Discrete Dynamics in Nature and Society (Jan 2020)
Reduced-Dimensional Capture of High-Dynamic Range Images with Compressive Sensing
Abstract
The range of light illumination in real scenes is very large, and ordinary cameras can only record a small part of this range, which is far lower than the range of human eyes’ perception of light. High-dynamic range (HDR) imaging technology that has appeared in recent years can record a wider range of illumination than the perceptual range of the human eye.
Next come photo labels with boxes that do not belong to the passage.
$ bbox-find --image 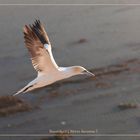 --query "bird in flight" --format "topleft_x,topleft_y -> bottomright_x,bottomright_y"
14,20 -> 95,96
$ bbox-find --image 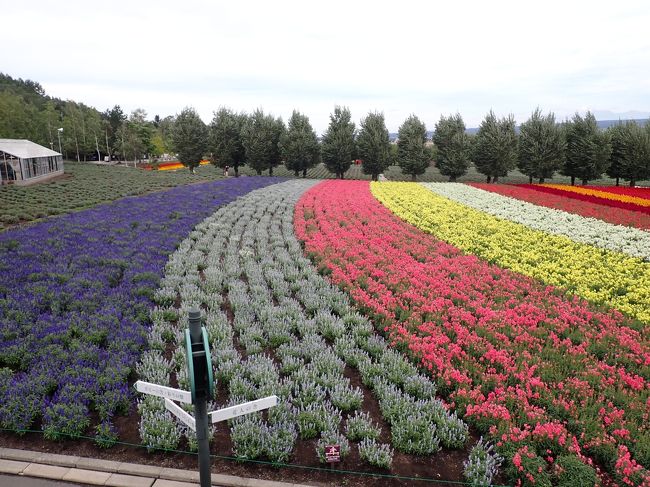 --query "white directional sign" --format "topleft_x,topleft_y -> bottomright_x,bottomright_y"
135,380 -> 192,404
208,396 -> 278,423
165,398 -> 196,431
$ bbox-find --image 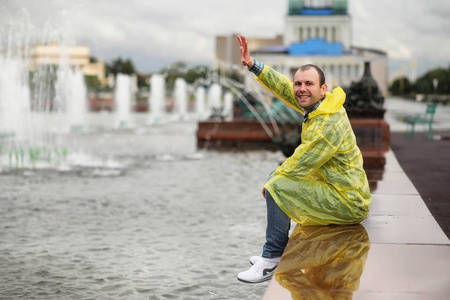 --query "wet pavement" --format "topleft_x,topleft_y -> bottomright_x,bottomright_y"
263,151 -> 450,300
263,99 -> 450,300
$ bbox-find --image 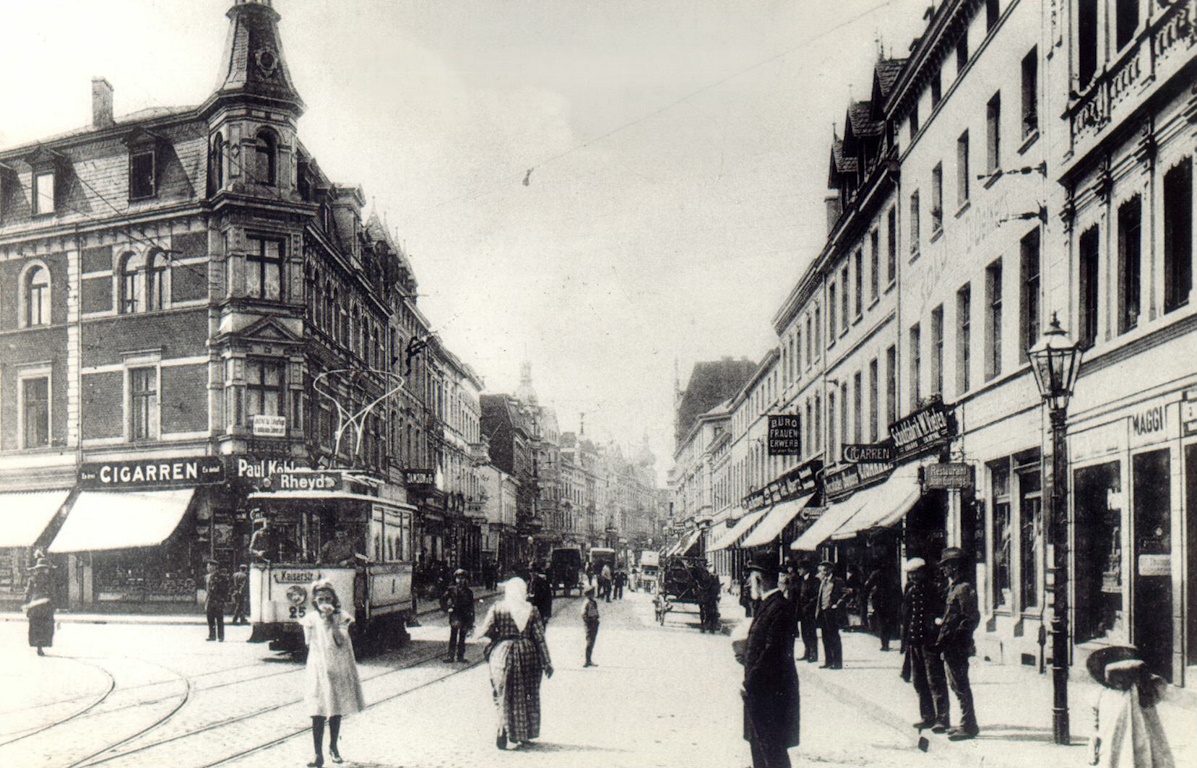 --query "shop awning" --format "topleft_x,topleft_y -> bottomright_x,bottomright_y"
831,464 -> 923,540
0,490 -> 71,547
50,488 -> 195,553
740,493 -> 815,549
707,510 -> 768,551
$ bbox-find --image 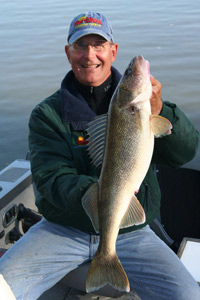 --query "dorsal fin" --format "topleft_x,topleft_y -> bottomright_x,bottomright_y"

However, the current mainstream HDR imaging technology is to capture multiple low-dynamic range (LDR) images of the same scene with different exposures and then merge them into one HDR image, which greatly increases the amount of data captured. The advent of single-pixel cameras (compressive imaging system) has proved the feasibility of obtaining and restoring image data based on compressive sensing. Therefore, this paper proposes a method for reduced-dimensional capture of high dynamic range images with compressive sensing, which includes algorithms for front end (capturing) and back end (processing). At the front end, the K-SVD dictionary is used to compressive sensing the input multiple-exposure image sequence, thereby reducing the amount of data transmitted to the back end. At the back end, the Orthogonal Matching Pursuit (OMP) algorithm is used to reconstruct the input multiple-exposure image sequence. A low-rank PatchMatch algorithm is proposed to merge the reconstructed image sequence to obtain an HDR image. Simulation results show that, under the premise of reducing the complexity of the front-end equipment and the amount of communication data between the front end and the back end, the overall system achieves a good balance between the amount of calculation and the quality of the HDR image obtained.